NAUGATUCK, Conn. (WTNH) — A Naugatuck man is lucky to be alive after terrifying hit-and-run. It happened Thursday morning in the Interstate-84 westbound lane at exit 30 in Southington. Now police are looking for the driver.
Looking at the crushed and mangled leftovers of Shaughn Adamski’s car, it’s hard to believe that he and a friend climbed out of it alive. “We probably should have died,” said Adamski. “The paramedics were saying that we were extremely lucky.”
“I could not understand by looking at that car, how two young men walked away from that accident,” said Pam Adamski, his mother.
He says his car was hit by another vehicle at about 1 a.m. after he and friend left a concert. “The car had crashed into the back of us and then rolled up the side of my car,” said Adamski. “So it pretty much just rolled right through and then drove up the side and then kept going.
The driver may have taken off, but a witness got a description of vehicle, telling police it was a black Dodge pick-up truck. Shaughn Adamski says he never saw the truck, all he saw were headlights coming up on him fast. Then, someone hit his car, leaving it spinning out of control until it crashed into a tree and landed in a ditch.
The owner of Sibby’s Automotive, where the car was towed, said it’s beyond repair, and if someone had been sitting in that back seat, they wouldn’t be alive. Adamski said a close friend would have been in the back seat, which took the brunt of the impact, but he could not get a ticket to the concert.

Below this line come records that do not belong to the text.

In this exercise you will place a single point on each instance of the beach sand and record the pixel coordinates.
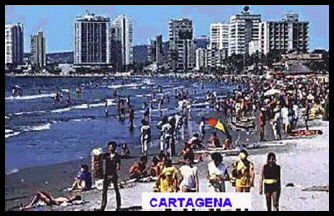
(304, 163)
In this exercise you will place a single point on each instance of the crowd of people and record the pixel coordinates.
(291, 101)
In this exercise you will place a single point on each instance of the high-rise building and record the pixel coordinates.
(156, 50)
(38, 54)
(201, 55)
(91, 40)
(181, 53)
(219, 35)
(14, 44)
(285, 35)
(243, 29)
(123, 35)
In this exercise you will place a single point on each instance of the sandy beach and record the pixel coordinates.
(304, 164)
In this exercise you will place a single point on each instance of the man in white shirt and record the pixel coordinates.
(217, 173)
(189, 177)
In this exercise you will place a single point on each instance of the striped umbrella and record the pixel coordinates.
(214, 122)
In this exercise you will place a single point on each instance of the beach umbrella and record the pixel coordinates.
(272, 92)
(214, 122)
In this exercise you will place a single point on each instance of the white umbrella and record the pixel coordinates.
(272, 92)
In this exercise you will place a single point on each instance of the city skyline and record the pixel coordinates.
(151, 20)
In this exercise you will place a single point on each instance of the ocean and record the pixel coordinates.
(39, 131)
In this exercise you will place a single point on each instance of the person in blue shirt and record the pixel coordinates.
(83, 181)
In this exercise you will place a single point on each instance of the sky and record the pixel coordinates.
(57, 21)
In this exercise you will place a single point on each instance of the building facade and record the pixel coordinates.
(38, 53)
(201, 58)
(181, 52)
(285, 35)
(243, 29)
(14, 44)
(156, 50)
(91, 41)
(123, 36)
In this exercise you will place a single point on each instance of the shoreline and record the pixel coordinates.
(56, 178)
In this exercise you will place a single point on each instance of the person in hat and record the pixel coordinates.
(243, 172)
(276, 122)
(270, 178)
(83, 181)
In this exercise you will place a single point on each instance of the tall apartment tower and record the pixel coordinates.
(155, 50)
(244, 28)
(14, 44)
(91, 40)
(285, 35)
(181, 53)
(218, 46)
(123, 34)
(219, 35)
(37, 46)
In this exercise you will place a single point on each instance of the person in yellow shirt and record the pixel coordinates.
(243, 173)
(168, 177)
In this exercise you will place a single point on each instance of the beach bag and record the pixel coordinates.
(96, 156)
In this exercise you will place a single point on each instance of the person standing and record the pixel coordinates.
(111, 163)
(270, 177)
(217, 173)
(189, 181)
(243, 172)
(262, 124)
(202, 128)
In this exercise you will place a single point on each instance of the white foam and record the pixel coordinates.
(46, 126)
(11, 134)
(30, 97)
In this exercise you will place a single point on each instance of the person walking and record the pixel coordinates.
(270, 177)
(111, 163)
(243, 172)
(262, 124)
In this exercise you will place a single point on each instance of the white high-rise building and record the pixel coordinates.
(91, 40)
(244, 28)
(219, 35)
(14, 44)
(181, 52)
(285, 35)
(122, 27)
(38, 54)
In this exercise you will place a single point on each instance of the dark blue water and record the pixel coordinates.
(39, 131)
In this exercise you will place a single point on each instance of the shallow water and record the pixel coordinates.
(39, 131)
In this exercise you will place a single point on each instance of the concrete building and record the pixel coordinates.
(218, 46)
(285, 35)
(181, 52)
(219, 35)
(123, 34)
(14, 44)
(244, 28)
(201, 61)
(91, 41)
(38, 50)
(156, 50)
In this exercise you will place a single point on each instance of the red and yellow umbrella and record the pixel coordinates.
(214, 122)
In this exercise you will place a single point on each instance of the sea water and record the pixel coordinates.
(39, 131)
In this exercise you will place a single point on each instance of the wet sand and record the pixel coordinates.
(304, 163)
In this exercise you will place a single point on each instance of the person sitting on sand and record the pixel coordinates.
(125, 151)
(214, 140)
(139, 170)
(83, 181)
(49, 200)
(168, 177)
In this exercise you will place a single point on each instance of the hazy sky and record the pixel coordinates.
(57, 21)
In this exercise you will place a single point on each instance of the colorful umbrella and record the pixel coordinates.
(216, 124)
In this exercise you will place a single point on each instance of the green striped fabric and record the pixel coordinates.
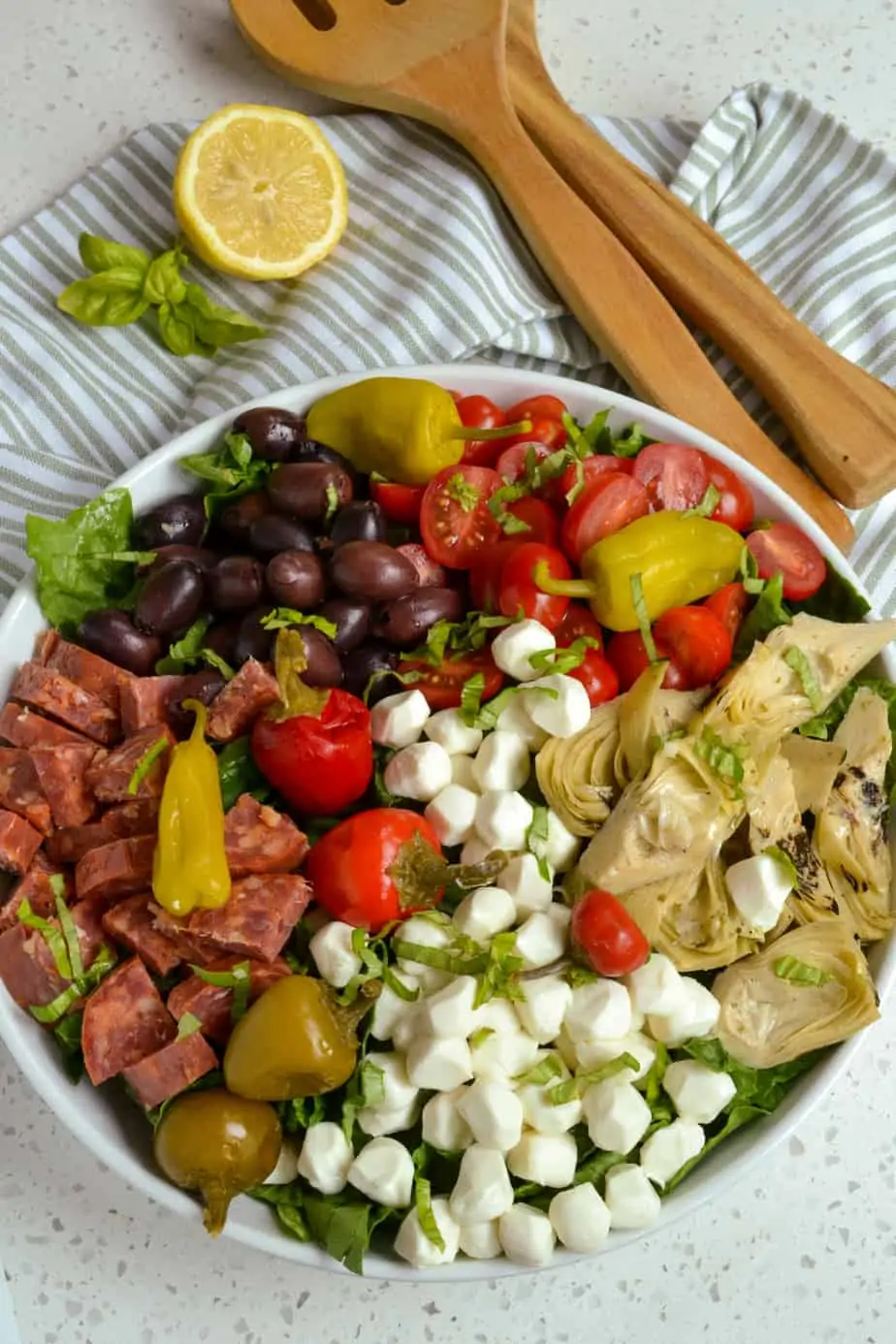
(430, 269)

Since the accident, his arm is in a sling and he is banged up and sore. He is a musician and says it will be tough for him to play his guitar for a while with the injuries from the crash. But he’s thankful he is alive and he’ll get the chance to play again. His guitar was damaged in the accident and he says insurance won’t pay to replace it, so it may take longer than he would like.